With the following spin operators to be $$0\,\,\, \text{(spin 0)}$$ $$\frac{1}{2}\sigma_x,\frac{1}{2}\sigma_y,\frac{1}{2}\sigma_z\,\,\, \text{(spin 1/2)}$$ $$ S_x = \frac{1}{\sqrt{2}}\begin{pmatrix} 0 & 1 & 0 \\ 1 & 0 & 1 \\ 0 & 1 & 0 \\ \end{pmatrix},S_y = \frac{1}{\sqrt{2}}\begin{pmatrix} 0 & -i & 0 \\ i & 0 & -i \\ 0 & i & 0 \\ \end{pmatrix},S_z = \frac{1}{\sqrt{2}}\begin{pmatrix} 1 & 0 & 0 \\ 0 & 0 & 0 \\ 0 & 0 & -1 \\ \end{pmatrix} \,\,\, \text{(spin 1)}$$ $$\vdots$$

For the spin 1/2 representation this is the only way of expressing spin 1/2. However for the spin 1 they can be described by vectors with the following angular momentum matrices. $$ J_x = \begin{pmatrix} 0 & 0 & 0 \\ 0 & 0 & i \\ 0 & -i & 0 \\ \end{pmatrix},J_y = \begin{pmatrix} 0 & 0 & i \\ 0 & 0 & 0 \\ -i & 0 & 0 \\ \end{pmatrix},J_z = \begin{pmatrix} 0 & -i & 0 \\ i & 0 & 0 \\ 0 & 0 & 0 \\ \end{pmatrix} \,\,\, \text{(spin 1)}$$ Where the elements of the matrices are described by spacetime elements.

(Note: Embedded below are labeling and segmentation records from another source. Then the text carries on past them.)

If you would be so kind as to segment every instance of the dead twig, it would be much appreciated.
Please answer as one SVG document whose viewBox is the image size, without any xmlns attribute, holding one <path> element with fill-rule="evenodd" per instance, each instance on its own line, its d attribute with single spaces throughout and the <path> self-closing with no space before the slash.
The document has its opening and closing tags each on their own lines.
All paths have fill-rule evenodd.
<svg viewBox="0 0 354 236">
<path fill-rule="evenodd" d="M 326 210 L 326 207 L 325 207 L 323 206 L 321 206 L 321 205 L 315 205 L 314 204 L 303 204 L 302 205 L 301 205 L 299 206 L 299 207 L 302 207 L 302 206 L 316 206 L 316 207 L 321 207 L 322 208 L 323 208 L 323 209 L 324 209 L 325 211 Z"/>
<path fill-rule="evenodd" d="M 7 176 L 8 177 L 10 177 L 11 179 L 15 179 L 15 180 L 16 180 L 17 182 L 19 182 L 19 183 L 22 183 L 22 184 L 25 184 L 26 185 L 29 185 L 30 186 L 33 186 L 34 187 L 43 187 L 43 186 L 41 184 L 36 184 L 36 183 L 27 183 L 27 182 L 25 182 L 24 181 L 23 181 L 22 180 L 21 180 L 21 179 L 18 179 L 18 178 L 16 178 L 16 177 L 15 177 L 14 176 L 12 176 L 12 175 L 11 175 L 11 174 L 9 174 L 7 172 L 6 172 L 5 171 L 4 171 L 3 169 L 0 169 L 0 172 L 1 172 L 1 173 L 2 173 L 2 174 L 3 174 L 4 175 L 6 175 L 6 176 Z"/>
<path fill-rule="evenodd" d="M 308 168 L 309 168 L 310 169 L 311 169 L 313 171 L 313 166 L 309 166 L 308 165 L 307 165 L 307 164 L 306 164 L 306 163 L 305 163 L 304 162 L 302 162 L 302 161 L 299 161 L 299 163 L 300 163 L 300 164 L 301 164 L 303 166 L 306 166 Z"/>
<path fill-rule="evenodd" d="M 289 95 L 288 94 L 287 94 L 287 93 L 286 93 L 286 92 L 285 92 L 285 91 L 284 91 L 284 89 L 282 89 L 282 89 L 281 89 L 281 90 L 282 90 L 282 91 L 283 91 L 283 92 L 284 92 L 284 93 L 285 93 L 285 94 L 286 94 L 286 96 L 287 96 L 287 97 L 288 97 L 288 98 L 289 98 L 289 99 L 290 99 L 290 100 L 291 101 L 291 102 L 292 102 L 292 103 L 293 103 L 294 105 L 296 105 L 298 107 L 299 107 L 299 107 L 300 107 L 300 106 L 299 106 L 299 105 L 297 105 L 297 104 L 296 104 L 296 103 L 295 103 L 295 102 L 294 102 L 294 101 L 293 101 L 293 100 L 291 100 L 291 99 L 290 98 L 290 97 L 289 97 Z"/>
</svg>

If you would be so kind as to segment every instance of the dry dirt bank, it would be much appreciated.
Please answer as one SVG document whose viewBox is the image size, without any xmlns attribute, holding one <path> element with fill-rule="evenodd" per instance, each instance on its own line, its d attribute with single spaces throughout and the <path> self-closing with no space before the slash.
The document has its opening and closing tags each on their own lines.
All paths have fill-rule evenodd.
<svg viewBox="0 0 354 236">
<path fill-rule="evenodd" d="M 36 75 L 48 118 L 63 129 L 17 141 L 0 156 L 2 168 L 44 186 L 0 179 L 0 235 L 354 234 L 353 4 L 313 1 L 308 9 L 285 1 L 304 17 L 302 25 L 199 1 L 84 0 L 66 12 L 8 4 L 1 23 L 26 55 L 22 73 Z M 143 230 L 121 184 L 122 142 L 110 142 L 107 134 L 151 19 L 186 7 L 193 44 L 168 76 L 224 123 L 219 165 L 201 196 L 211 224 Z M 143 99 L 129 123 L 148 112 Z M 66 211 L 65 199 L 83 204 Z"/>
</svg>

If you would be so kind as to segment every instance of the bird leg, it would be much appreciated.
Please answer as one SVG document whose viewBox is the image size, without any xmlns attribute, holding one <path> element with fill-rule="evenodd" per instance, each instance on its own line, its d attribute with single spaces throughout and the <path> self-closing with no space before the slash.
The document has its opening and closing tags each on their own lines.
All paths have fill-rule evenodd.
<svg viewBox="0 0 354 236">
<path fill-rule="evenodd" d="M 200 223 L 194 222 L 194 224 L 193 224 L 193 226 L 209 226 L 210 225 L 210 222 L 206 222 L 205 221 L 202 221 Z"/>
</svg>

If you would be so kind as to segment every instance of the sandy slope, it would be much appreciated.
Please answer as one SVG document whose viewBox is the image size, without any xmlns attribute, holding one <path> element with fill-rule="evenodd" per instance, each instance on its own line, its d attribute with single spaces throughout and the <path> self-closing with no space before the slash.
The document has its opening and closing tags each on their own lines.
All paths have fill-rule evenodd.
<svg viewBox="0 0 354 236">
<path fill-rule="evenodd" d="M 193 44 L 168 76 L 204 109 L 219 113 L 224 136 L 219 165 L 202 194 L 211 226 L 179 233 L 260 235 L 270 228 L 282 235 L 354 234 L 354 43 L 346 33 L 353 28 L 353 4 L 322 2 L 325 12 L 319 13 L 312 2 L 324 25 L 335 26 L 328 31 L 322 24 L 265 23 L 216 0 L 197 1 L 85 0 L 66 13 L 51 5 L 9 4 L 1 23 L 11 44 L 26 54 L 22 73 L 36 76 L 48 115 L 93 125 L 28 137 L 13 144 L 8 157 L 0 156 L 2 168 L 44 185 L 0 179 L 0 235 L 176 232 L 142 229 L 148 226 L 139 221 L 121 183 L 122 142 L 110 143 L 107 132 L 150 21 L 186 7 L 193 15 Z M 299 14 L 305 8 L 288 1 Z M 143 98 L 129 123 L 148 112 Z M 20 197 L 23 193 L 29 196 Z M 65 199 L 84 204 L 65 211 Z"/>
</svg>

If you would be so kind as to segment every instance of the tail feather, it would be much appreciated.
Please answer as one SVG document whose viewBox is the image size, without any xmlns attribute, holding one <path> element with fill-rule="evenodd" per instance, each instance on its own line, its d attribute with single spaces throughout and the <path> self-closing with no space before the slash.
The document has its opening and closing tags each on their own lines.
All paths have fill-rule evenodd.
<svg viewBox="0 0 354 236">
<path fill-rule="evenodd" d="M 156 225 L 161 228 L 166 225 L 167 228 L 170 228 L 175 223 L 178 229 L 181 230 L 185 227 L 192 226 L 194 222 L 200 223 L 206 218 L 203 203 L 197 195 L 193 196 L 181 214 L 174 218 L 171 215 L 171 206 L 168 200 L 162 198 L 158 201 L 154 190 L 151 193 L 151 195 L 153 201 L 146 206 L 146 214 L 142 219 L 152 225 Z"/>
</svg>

What is the mathematical relationship between the two representations of spin 1 .i.e how do we go from the spin space to space-time space and vice versa? And what is the relationship of the angular momentum matrices in the space-time space and spin space.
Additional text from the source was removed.